19March | SCORE!mares

 

Lately I've been having strange dreams about SCORE!. It is very obviously because I'm back in the environment, but I'm wondering if my deep subconscious is in a state of regret.

I hate the word regret. It's probably because it's a very culturally Chinese state of mind - my mother has a history of being unable to get past things that have happened, either to her or to her children (although to be particular, anything that happens to her children happens to her) - but I guess through all of the 'mistakes' I've made I've realized that everything you experience teaches you something - the tougher the experience, the deeper the lesson - and that dwelling on things that have happened and the choices you've made does nothing but torture you.

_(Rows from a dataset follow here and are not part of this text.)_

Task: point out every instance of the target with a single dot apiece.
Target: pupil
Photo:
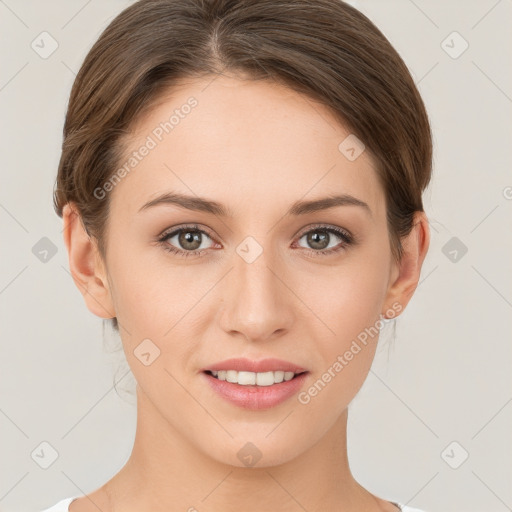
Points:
(189, 240)
(318, 239)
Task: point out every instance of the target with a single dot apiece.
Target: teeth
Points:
(251, 378)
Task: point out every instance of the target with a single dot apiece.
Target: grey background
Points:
(445, 378)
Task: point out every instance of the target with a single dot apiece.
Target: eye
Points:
(189, 240)
(322, 242)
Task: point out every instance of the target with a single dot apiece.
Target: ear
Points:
(406, 273)
(86, 265)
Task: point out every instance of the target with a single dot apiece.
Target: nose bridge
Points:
(258, 302)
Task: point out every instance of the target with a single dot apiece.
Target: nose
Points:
(258, 302)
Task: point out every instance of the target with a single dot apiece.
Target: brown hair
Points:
(325, 49)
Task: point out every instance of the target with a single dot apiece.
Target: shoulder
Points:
(61, 506)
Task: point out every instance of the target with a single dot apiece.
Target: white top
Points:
(63, 506)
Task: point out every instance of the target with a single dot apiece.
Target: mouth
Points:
(257, 379)
(255, 391)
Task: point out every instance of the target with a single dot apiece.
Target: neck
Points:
(166, 472)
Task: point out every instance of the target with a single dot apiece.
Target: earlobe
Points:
(86, 265)
(407, 272)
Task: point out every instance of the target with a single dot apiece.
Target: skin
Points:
(256, 147)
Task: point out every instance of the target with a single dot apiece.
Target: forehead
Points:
(243, 143)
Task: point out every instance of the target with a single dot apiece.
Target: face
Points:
(261, 276)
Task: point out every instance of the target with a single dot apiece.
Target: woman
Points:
(241, 188)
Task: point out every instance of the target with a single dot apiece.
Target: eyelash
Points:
(347, 238)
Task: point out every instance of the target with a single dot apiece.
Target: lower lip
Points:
(256, 397)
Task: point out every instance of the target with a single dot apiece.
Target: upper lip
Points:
(247, 365)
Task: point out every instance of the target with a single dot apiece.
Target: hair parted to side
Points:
(325, 49)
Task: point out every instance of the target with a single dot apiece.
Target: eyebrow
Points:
(209, 206)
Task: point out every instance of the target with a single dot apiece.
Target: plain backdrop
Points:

I mean, rationally, what is the point of considering all of the 'what-if's? So I've long abided by a rule of never regretting anything.

The things that I have to admit I do regret number in low single digits. I'll save the specifics for another post. (Ha!)

Anyway, my latest SCORE! dream took place back in my center in Chinatown. I showed up as present-day me, and my friend Sabena who took over the center shortly after I left, was still a director there, but she was the only one. (Each center has at least three directors to be fully staffed.) The Academic Coaches (part time kids... half of what I do now) were all there, and Sabena was telling me how hard it was running the center on her own, and how she wished I would come back.

I MEAN. SERIOUSLY. Subconscious, could you be any more obvious?

The thing is, the center I'm in now is a suburban center with a very different market focus than my inner-city center was. Because of the bilingual aspect of my center, it sometimes felt like a Mom and Pop shop, and because of the large membership (around 300 students enrolled) it sometimes felt like a zoo. Yet with our tiny, overflowing center, packed hours, and chaotic Saturdays, we were still pushed to find leads with an almost desperation that I found off-putting. Our Academic Coaches usually came and left to a full center, and we as directors never had nothing to do. But now, at my new center, the enrollment is probably half of what my old center's was, and yesterday I spent the latter two hours of my shift with a grand total of five kids. The pace and atmosphere is much more mellow, which has led me to wonder if I would have stuck around longer if I hadn't been at the Chinatown center.

But the thing is, I'm not sure I would have wanted any other experience. It was crazy, it was chaotic, it compromised my values, and it made me hate New York. But I also pushed my limits, learned how to communicate with many different kinds of people, and changed many children's lives. To be a director at a center like mine and have any sort of success is an accomplishment, no matter how long I stayed. I wonder if, had I been at a more mellow suburban center, I might have looked at the inner-city centers with envy because their directors had a 'tougher' job.

I don't want to regret my decision to leave SCORE!. My experiences after that, and the events that culminated from all of my actions since then, have been too valuable. I am not unhappy with where I am now, per se - and that's enough to tell me that I should be comfortable with all of the tough decisions I've made. Now I just have to convince my subconscious of the same.